After the sentimental “Wasted on the Way,” Nash revealed that during the pandemic, he had been working on an album with former Hollies bandmate—and friend of 74 years—Allan Clarke, fresh out of retirement, and dedicated the band’s “Bus Stop” to him. “I did go to America to join David and Stephen, but fuck, [The Hollies] had two no. 1 records after I left. Fuck them!” Nash rambled, to the humorous pleasure of his ex-hippie drowned crowd. “I mean that in the nicest way.”

click to enlarge PHOTO BY JOSH BRADLEY
Photo by Josh Bradley
If not for Nash, there may not have been as many hits from CSN. Sure, Crosby had “Wooden Ships,” “Almost Cut My Hair,” and “Delta,” and if you skip over "Helplessly Hoping" and “Suite: Judy Blue Eyes” on your playlist—both penned by Stills—you’re a psychopath. The workload seemed even in the band, but Nash was the lucky one who managed to compose a good chunk of the hit-worthy songs. Somewhere at Abbey Road, there’s a tape of The Hollies doing “Marrakesh Express,” which Nash hated, due to not giving off the feeling of a train. His Friday night version of it didn’t either, but sometimes, when it’s more than years later, you have to choose between original time signature, and original key. Nash chose the latter.

He gave himself a pat on the back after finishing “Immigration Man,” a Crosby-Nash composition. “It’s so weird how it seems that so many of my songs were written yesterday,” he stated very seriously.

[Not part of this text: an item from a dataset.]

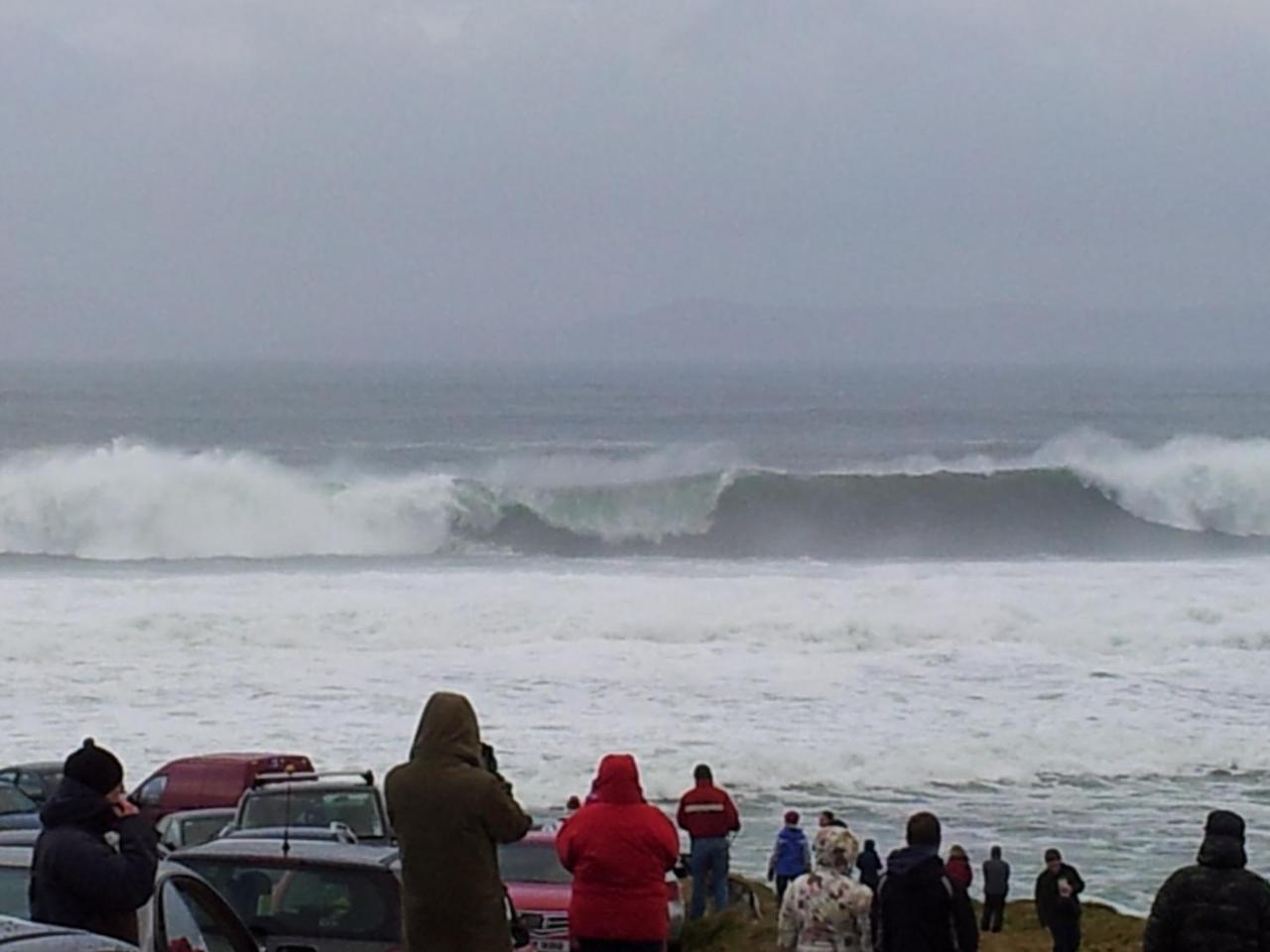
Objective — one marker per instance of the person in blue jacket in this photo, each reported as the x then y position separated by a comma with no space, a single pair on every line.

Nash would then move to a classroom piano for the ultimate atheist anthem, “Cathedral,” which featured a special guest appearance from the Bilheimer Capitol Theatre’s mini Stonehenge dangling above Nash’s head. Ending act 1 was the Stills-penned “Love The One You’re With,” and as one does, Nash blamed his bladder for the 20-minute intermission, but came back out as strong as ever. In an effort to keep the band fresh, a few tour debuts were offered. Neil Young’s “Only Love Can Break Your Heart” moved into the sport reserved for the Joni Mitchell cover, and Nash's solo live debut of early CSN cut “Unequal Love” was dedicated to legendary archivist Joel Bernstein. “He can’t find the right woman,” Nash joked.

His solo hit, “Golden Days” rings truer now more than ever. “What happened to ‘All You Need Is Love’?/And time will always pass/There goes another day/So slowly yet so fast,” he sang. Deep down, he’s gotta miss the hell out of his hippie brethren and must want to do at least one more project with Croz and Stills. Especially considering the fact that he dove straight into “4 + 20” right after, citing the first time Stills played it for him as one of his favorite musical memories. Another shocking appearance was “Country Girl,” one of Neil Young’s contributions to Déjà Vu that had never been played by any of CSN before this year.

click to enlarge PHOTO BY JOSH BRADLEY
Photo by Josh Bradley
The rest of Graham’s set was nothing but a gigantic singalong. You know, “Our House,” “Ohio,” and “Teach Your Children,” which this writer certainly did not cry during.

“God bless the Ukraine!” Nash closed with.

God bless him, too.

UPDATED 03/14/22 2:25 p.m. Updated to show that Nash wrote "Golden Days."